PS C:\Users\artemp> sigcheck.exe -noBanner -i $old.FullName | Select-Object -First 10
c:\windows\boot\efi\bootmgr.efi:
Verified: Signed
Link date: 11:21 PM 10/17/1964
Signing date: 12:50 AM 3/22/2024
Catalog: c:\windows\boot\efi\bootmgr.efi
Signers:
Microsoft Windows
Cert Status: Valid
Valid Usage: NT5 Crypto, Code Signing
Cert Issuer: Microsoft Windows Production PCA 2011
PS C:\Users\artemp> sigcheck.exe -noBanner -i $new.FullName | Select-Object -First 10
c:\windows\boot\efi_ex\bootmgfw_EX.efi:
Verified: Signed
Link date: 11:14 PM 12/10/1983
Signing date: 9:55 AM 3/29/2024
Catalog: c:\windows\boot\efi_ex\bootmgfw_EX.efi
Signers:
Microsoft Windows
Cert Status: Valid
Valid Usage: Code Signing, NT5 Crypto
Cert Issuer: Windows UEFI CA 2023
PS C:\Users\artemp>
We can also rely on workaround suggested in #8401. Currently it looks like a best option, but it's not very obvious.

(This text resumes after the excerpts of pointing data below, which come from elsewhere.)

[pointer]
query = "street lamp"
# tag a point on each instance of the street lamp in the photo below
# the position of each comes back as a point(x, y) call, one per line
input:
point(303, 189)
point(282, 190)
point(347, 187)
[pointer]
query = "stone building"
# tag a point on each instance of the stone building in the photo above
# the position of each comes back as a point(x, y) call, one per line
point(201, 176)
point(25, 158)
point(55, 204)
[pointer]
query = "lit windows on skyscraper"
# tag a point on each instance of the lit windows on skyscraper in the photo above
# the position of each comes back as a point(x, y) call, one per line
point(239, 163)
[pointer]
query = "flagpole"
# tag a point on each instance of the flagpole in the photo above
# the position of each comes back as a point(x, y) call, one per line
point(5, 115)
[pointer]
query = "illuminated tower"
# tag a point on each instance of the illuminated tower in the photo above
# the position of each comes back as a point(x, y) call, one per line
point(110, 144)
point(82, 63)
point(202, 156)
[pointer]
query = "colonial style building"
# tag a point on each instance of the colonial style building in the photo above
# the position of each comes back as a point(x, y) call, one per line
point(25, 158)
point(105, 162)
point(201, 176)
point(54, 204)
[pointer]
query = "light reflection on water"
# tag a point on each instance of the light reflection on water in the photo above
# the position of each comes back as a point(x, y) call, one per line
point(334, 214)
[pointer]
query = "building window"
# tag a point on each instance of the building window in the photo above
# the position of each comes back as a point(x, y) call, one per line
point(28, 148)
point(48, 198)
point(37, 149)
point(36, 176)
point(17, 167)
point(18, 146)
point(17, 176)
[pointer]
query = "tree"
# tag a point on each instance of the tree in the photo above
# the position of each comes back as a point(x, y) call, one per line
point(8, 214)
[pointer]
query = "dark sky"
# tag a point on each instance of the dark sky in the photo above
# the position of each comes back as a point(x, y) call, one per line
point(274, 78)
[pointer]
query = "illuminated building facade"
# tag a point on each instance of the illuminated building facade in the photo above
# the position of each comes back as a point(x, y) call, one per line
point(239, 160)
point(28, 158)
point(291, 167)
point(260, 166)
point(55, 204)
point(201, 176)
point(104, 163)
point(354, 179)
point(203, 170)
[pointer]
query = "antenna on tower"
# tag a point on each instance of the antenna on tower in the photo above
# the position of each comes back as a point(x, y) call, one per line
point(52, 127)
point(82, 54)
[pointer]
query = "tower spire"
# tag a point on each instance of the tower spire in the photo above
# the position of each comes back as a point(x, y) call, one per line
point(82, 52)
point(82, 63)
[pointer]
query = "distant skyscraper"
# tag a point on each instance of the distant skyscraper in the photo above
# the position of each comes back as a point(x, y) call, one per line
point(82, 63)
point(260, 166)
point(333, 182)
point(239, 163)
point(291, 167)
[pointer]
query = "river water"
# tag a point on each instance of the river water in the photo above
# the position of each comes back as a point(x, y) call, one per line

PS C:\Users\artemp> $certificate = [System.Security.Cryptography.X509Certificates.X509Certificate]::CreateFromSignedFile( $old.FullName )

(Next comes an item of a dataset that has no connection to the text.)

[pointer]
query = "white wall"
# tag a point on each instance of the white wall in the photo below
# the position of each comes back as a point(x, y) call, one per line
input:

PS C:\Users\artemp> [System.Security.Cryptography.X509Certificates.X509Certificate2]::new( $certificate ) | Select-Object -ExpandProperty 'issuer'
CN=Microsoft Windows Production PCA 2011, O=Microsoft Corporation, L=Redmond, S=Washington, C=US
PS C:\Users\artemp> $certificate = [System.Security.Cryptography.X509Certificates.X509Certificate]::CreateFromSignedFile( $new.FullName )

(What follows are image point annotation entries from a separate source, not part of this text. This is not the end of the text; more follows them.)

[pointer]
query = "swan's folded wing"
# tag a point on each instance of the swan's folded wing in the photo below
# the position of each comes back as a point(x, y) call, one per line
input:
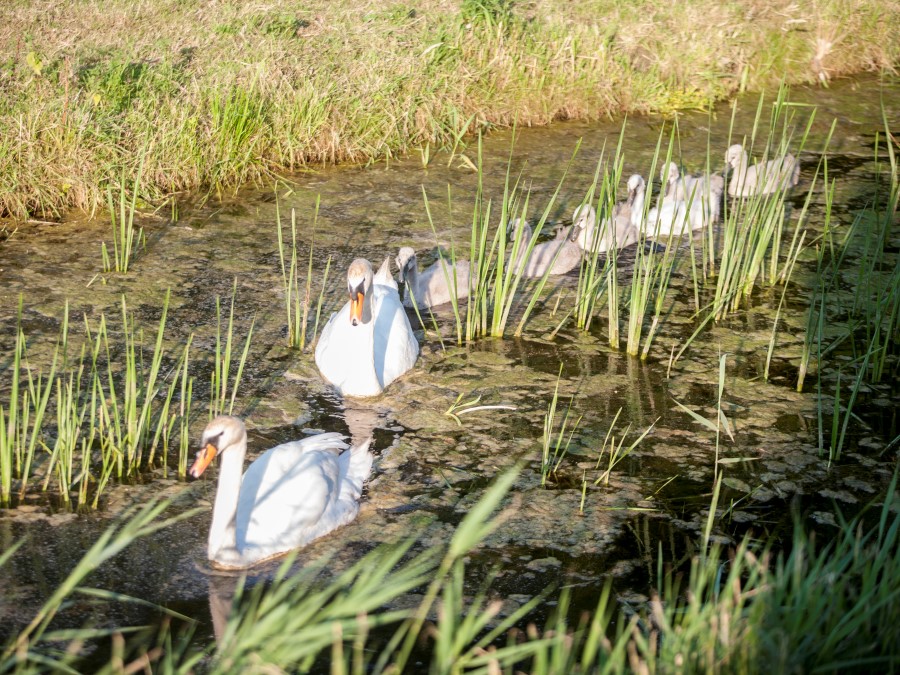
point(396, 347)
point(284, 495)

PS C:\Users\artemp> [System.Security.Cryptography.X509Certificates.X509Certificate2]::new( $certificate ) | Select-Object -ExpandProperty 'issuer'
CN=Windows UEFI CA 2023, O=Microsoft Corporation, C=US
PS C:\Users\artemp>
Finally, it looks like the community has realized the shortcoming of Get-AuthenticodeSignature because alternative solutions emerged, such as Get-DigitalSignature script. Unfortunately, it has a large dependency which is difficult to audit and therefore it's not very suitable for use in security-cautious production environments.
Just an FYI be careful with using CreateFromSignedFile as it does a very naive scan the raw bytes for a PKCS7 byte sequence rather than actually extracting the signature based on the file extension.
While Get-AuthenticodeSignature does have a -Content and -SourcePathOrExtension parameter to rovide the raw bytes of the file manually it is currently hardcoded to use the PowerShell SIP provider so this won't work for exe/efi files :(
Adding in a switch parameter to bypass the API that checks the catalog files should be a pretty easy thing to implement. https://github.com/PowerShell/PowerShell/blob/da1ca4a7266e2c9e43f96a38aeea8092ace71cca/src/System.Management.Automation/security/Authenticode.cs#L282-L286
I need to write some tests for CI but I've tested https://github.com/PowerShell/PowerShell/pull/23821 with the example file in https://github.com/PowerShell/PowerShell/issues/8401 and it returns both the catalogue cert by default and the embedded cert with -EmbeddedSignature set
My efi file in your example still seems to be the same signature so I cannot test that example myself.
It should be possible to just use a new ps1 file. Even generating an exe at runtime isn’t that hard to do. The hard bit is figuring out how to setup the catalog file so it is used in a normal check. I’ve found some APIs I just need to try them out.
@pronichkin Thanks for reporting this, saved me a considerable amount of frustration.